= The Passenger (short story) =

"The Passenger" is a short story by Russian American author Vladimir Nabokov originally published in Russian in 1927.

==Summary==
A writer and critic have a conversation on a train.
The story uses third-person narration and opens with a writer explaining his view that Life creates much better situations than a writer ever could, and that it's a writer's job to plagiarize from actual experience, all the while cleaning up the frayed edges of "Life's untidy genius", like a producer does to a novel when making a film. The writer then recounts a true story about a passenger he heard sobbing aboard a train. After the police announced that a murderer who killed his wife and her lover was suspected to be on board the train, they checked passports and found that the weeping passenger was not the murderer.

The writer and critic then discuss whether this is a good twist. The writer asks the critic to be honest and to confess that he expected the crying passenger to turn out to be the murderer.

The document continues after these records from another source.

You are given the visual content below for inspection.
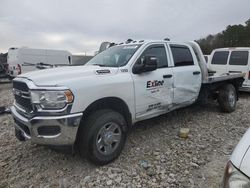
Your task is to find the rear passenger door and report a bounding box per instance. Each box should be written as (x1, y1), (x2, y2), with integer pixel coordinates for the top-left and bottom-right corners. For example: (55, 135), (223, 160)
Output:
(170, 44), (201, 105)
(228, 50), (249, 84)
(132, 44), (173, 119)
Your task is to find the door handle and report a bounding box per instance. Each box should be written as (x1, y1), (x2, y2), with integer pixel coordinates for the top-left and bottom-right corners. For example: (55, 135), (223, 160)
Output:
(193, 71), (201, 75)
(163, 74), (173, 78)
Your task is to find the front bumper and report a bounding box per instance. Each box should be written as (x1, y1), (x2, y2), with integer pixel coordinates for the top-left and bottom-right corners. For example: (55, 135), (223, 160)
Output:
(239, 86), (250, 92)
(10, 106), (82, 145)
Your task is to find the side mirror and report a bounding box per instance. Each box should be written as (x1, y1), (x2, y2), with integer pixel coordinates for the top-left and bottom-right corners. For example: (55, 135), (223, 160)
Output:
(132, 56), (157, 74)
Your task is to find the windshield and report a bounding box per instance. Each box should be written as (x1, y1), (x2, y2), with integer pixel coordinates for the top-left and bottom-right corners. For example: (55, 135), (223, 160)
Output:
(86, 44), (141, 67)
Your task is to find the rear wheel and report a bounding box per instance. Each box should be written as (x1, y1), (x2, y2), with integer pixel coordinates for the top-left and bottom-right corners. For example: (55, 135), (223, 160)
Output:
(218, 84), (237, 112)
(78, 110), (127, 165)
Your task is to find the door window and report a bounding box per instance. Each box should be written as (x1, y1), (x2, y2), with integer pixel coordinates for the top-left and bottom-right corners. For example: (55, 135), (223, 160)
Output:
(211, 51), (229, 65)
(229, 51), (248, 65)
(170, 45), (194, 67)
(141, 45), (168, 68)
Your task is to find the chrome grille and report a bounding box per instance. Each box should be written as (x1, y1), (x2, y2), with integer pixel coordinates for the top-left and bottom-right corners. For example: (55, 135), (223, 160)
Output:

The critic tells the writer that it is the artist's job to make a story out of this apparently random experience, by providing an explanation for the weeping. The critic, after warning the writer not to overuse his method of trying to "produce an impression of expectancy by means of the most natural denouement" reminds him that "The Word is given the sublime right to enhance chance and to make of the transcendental something that is not accidental". After this, he suggests his own explanation, showcasing his complete artistic and imaginative inability: the loss of the passenger's wallet. In the end, a waitress comes to pour them more drinks (suggesting that this was just a drunken conversation between passengers).